Post by lightcrystal »

barbara2 wrote: March 17th, 2024, 8:42 am The things we do to ourselves.

I was updating my desktop environment yesterday (Plasma 6, hooray!) I had to log out of comfortable Plasma 5.7.something into a command line in the darkness below.

With a thrill of horror, I realised I couldn't remember my username. Muscle memory helped me restart. Turned out it was 'barbara'.

Sigh,

Barbara
I am on Ubuntu Studio. Evidently that doesn't get Plasma 6 until October. I'm on Plasma 5.24.7
By the way in a Queensland Computer museum there's the Zardax computer system that Australian schools used in the 1980s; when the gear that I used is in a museum the creaky bones start happening.
Fan of all 80s pop music except Meatloaf.
ManyRoads
Posts: 1
Joined: March 12th, 2024, 9:17 am

Post by ManyRoads »

Computers and program panels from when I started are in Computer Museums.... and the punch cards & paper tape have all decomposed. :shock:
lightcrystal
Posts: 1256
Joined: October 22nd, 2021, 10:55 pm
Location: Melbourne with kangaroos

Post by lightcrystal »

ManyRoads wrote: March 17th, 2024, 11:14 am Computers and program panels from when I started are in Computer Museums.... and the punch cards & paper tape have all decomposed. :shock:
Zardax computer system.
Multiscribe for word processing in the school computer lab.
Back when Apple and Microsoft files didn't work on each other; if you made a word processing document on one it would not open on the other. Apple used this fact to dominate the 80s school and home computer mark et; they would almost donate Apple 2 e computers to schools, knowing that people would get the same computer at home that their school had.

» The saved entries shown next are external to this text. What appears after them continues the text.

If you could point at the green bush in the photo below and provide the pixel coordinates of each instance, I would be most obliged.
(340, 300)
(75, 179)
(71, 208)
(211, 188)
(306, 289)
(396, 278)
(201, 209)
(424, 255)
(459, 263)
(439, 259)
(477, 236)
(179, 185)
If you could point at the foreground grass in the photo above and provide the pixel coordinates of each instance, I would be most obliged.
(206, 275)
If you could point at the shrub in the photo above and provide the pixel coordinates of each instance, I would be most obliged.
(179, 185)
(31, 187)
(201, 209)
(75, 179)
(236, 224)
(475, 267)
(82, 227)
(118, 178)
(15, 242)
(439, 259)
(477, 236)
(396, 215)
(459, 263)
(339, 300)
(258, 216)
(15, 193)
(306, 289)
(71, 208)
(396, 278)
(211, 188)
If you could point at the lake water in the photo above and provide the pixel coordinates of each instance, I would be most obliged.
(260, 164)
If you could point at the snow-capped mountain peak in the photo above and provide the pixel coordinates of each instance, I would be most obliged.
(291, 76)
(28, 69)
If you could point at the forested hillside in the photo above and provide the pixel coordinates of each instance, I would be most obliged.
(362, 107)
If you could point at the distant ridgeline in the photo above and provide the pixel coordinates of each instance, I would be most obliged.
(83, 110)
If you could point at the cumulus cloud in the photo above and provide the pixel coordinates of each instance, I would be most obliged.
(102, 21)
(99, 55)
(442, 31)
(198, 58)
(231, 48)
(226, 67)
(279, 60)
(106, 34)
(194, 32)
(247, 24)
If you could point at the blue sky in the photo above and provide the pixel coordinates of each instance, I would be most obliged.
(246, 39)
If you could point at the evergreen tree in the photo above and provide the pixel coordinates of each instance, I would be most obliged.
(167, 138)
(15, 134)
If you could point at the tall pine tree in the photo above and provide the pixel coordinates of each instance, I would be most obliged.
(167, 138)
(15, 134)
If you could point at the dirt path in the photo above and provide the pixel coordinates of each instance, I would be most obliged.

I have one last curio that I have never seen anyone ever mention; there was a program called disk muncher. If everyone in the class needed some software the teacher would hand everyone disk muncher on a floppy disk; it enabled everyone to make a copy of any software for themselves. In other words schools in the 80s encouraged kids to pirate! :lol: We were the OG jolly roger generation :twisted:

A very odd point in time because cassette tapes were everywhere. The university language learning centre had everything on a cassette. Lectures were recorded on cassettes which I have still got. Yet in the big picture cassette technology was a temporary blip and time filler after vinyl and massive reels and before CD's and DVD's. Some historian in the future is going to do a PhD: the blip in time, 20 years of the cassette era then never to be seen again.
Fan of all 80s pop music except Meatloaf.